While Trump didn’t meet with any officials, he spoke with Prime Minister Adel Abdul-Mahdi by phone. A planned meeting between the two leaders was canceled over a “dif- ference in points of view” over arrangements, according to the prime minister’s office.
The visit could have unintended consequences for American policy, with officials from both sides of Iraq’s political divide calling for a vote in Parliament to expel U. S. forces from the country.
The president, who kept to the U. S. air base approximately 60 miles west of Baghdad, said he had no plans to withdraw the 5,200 troops in the country. He said al-Asad Airbase could be used for U. S. airstrikes inside Syria.
The suggestion ran counter to the current sentiment of Iraqi politics, which favors claiming sovereignty over foreign and domestic policy and staying above the fray in regional conflicts.
“Iraq should not be a platform for the Americans to settle their accounts with either the Russians or the Iranians in the region,” said Hakim al-Zamili, a senior lawmaker in al- Saidi’s Islah bloc in Parliament.
U. S. troops are stationed in Iraq as part of the coalition against the Islamic State group. American forces withdrew in 2011 after invading in 2003 but returned in 2014 at the invitation of the Iraqi government to help fight the jihadist group. Trump’s visit was the first by a U. S. president since Barack Obama met with then-Prime Minister Nouri al-Maliki at a U. S. base outside Baghdad in 2009.
After defeating IS militants in their last urban bastions last year, Iraqi politicians and militia leaders are speaking out against the continued presence of U. S. forces on Iraqi soil.
Supporters of the populist cleric Moqtada al- Sadr won big in national elections in May, campaigning on a platform to curb U. S. and rival Iranian involvement in Iraqi affairs.
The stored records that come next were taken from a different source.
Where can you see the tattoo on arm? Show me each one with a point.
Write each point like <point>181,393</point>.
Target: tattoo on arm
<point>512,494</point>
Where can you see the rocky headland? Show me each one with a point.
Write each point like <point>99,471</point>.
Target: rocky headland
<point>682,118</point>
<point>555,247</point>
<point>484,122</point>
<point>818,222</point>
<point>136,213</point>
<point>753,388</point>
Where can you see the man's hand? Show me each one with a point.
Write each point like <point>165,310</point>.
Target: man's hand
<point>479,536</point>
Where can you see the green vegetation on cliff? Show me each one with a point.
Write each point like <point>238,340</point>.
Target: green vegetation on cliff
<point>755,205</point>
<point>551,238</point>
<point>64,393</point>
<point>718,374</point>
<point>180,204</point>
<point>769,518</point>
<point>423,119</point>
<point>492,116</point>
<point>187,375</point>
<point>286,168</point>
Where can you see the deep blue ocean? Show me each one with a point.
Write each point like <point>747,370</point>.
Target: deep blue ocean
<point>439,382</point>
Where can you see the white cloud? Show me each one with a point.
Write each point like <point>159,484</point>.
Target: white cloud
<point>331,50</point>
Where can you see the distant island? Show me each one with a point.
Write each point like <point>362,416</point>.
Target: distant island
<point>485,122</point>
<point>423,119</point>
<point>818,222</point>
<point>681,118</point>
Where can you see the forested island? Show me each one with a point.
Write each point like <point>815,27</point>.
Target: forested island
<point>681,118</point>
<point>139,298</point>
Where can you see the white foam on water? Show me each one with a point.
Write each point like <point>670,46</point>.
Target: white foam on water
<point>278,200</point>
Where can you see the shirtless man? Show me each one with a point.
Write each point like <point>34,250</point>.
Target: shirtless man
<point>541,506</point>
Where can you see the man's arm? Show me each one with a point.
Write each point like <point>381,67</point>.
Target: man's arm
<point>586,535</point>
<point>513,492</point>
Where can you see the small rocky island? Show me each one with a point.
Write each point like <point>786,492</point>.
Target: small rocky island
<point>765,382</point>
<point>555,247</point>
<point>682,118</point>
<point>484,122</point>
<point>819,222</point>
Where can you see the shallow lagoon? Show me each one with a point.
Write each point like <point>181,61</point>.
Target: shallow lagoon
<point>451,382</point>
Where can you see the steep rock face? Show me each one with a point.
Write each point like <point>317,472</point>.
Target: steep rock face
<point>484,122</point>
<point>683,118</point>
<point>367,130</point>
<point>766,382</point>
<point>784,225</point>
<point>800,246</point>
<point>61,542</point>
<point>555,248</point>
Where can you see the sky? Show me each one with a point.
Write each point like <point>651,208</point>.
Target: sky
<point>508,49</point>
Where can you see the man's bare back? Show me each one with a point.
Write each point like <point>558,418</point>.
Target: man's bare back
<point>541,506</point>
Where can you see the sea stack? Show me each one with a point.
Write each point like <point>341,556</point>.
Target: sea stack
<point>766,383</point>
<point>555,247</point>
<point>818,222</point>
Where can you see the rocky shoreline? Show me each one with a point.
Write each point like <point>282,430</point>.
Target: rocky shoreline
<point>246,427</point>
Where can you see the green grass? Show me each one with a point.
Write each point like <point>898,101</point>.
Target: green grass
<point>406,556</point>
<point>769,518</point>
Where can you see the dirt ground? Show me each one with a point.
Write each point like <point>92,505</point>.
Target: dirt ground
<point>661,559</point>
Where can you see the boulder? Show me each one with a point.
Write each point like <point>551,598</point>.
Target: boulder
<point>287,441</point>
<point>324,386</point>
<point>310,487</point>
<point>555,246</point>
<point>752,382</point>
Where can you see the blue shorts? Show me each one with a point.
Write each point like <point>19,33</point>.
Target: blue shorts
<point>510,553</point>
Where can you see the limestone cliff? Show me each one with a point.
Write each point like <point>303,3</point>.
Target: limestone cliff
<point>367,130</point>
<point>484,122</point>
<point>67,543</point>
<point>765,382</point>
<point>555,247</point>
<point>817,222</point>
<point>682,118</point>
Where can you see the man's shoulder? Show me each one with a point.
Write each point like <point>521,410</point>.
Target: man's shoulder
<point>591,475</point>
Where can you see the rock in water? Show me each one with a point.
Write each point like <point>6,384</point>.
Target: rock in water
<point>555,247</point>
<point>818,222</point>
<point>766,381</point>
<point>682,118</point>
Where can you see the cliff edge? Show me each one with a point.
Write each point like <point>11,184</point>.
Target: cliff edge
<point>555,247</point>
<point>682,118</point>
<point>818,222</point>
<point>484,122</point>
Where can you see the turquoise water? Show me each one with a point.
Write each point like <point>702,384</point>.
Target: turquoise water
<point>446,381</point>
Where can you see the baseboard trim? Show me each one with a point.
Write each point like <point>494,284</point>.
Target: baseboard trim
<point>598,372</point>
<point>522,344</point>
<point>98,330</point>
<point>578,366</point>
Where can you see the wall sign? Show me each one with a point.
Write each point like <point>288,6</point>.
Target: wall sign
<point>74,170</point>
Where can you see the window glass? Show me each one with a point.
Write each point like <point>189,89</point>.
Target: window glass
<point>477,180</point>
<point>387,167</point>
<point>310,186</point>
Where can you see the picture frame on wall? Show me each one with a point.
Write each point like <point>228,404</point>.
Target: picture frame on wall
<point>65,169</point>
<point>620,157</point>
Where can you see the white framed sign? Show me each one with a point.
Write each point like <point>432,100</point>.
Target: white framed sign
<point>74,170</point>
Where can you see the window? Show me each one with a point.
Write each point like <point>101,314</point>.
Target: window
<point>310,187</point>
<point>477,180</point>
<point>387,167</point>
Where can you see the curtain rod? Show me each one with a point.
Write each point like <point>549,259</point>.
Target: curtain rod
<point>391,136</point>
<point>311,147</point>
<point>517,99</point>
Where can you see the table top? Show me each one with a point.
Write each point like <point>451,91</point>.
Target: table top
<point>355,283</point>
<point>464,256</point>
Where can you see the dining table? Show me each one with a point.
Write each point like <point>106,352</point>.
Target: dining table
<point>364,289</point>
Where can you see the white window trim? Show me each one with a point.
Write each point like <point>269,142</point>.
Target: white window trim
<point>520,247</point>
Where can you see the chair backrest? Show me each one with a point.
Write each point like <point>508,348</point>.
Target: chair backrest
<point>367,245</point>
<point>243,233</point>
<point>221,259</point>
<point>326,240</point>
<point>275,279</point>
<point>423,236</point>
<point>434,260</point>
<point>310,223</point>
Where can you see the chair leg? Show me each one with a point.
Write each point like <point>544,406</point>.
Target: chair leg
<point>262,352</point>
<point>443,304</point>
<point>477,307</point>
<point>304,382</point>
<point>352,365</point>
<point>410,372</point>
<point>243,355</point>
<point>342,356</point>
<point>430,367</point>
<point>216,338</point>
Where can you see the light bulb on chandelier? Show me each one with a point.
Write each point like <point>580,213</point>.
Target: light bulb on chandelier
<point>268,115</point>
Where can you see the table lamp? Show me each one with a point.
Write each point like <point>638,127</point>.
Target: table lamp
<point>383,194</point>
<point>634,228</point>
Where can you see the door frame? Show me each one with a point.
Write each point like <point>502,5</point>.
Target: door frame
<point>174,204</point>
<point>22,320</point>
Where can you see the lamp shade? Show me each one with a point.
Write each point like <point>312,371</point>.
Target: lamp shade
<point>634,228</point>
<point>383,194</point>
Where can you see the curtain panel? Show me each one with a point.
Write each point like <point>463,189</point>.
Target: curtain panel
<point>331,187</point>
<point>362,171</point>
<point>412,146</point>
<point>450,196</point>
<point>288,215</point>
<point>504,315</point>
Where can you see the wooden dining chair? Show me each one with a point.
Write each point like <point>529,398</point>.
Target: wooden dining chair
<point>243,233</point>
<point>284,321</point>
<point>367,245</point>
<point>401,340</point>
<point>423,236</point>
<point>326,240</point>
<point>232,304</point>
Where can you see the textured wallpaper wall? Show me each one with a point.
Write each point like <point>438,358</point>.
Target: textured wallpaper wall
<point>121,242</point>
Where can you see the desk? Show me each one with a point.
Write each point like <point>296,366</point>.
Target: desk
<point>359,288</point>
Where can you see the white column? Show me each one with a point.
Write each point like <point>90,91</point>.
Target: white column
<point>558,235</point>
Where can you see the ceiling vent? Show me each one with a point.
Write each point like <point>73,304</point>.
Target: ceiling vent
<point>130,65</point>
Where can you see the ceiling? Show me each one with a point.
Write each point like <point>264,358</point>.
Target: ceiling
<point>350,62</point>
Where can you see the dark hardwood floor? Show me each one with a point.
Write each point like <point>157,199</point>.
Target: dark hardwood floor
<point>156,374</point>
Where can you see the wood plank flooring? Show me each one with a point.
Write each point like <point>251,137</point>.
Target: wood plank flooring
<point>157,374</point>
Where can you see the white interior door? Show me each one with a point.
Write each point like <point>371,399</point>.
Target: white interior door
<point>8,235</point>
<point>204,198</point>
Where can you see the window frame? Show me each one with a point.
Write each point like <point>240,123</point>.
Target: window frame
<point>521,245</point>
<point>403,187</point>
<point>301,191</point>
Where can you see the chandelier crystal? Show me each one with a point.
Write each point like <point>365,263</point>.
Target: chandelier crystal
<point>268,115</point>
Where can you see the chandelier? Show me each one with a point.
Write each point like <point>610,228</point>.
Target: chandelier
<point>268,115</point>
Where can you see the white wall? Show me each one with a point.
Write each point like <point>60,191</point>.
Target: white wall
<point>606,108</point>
Al-Sadr’s lawmakers now form the core of the Islah bloc, which is headed by al-Saidi in Parliament.
The rival Binaa bloc, commanded by politicians and militia leaders close to Iran, also does not favor the U. S.
Qais Khazali, the head of the Iran- backed Asaib Ahl al- Haq militia that fought key battles against IS in northern Iraq, promised on Twitter that Parliament would vote to expel U.S. forces from Iraq, or the militias would force them out by “other means.”
Khazali was jailed by British and U.S. forces from 2007 to 2010 for managing sections of the Shia insurgency against the occupation during those years.
Trump’s visit would be a “great moral boost to the political parties, armed factions, and others who oppose the American presence in Iraq,” Iraqi political analyst Ziad al-Arar said.
Still, the U. S. and Iraq developed considerable military and intelligence ties in the war against IS, and they continue to pay off in operations against militants gone into hiding.
President Donald Trump speaks to U.S. troops at al-Asad Airbase in Iraq on Wednesday.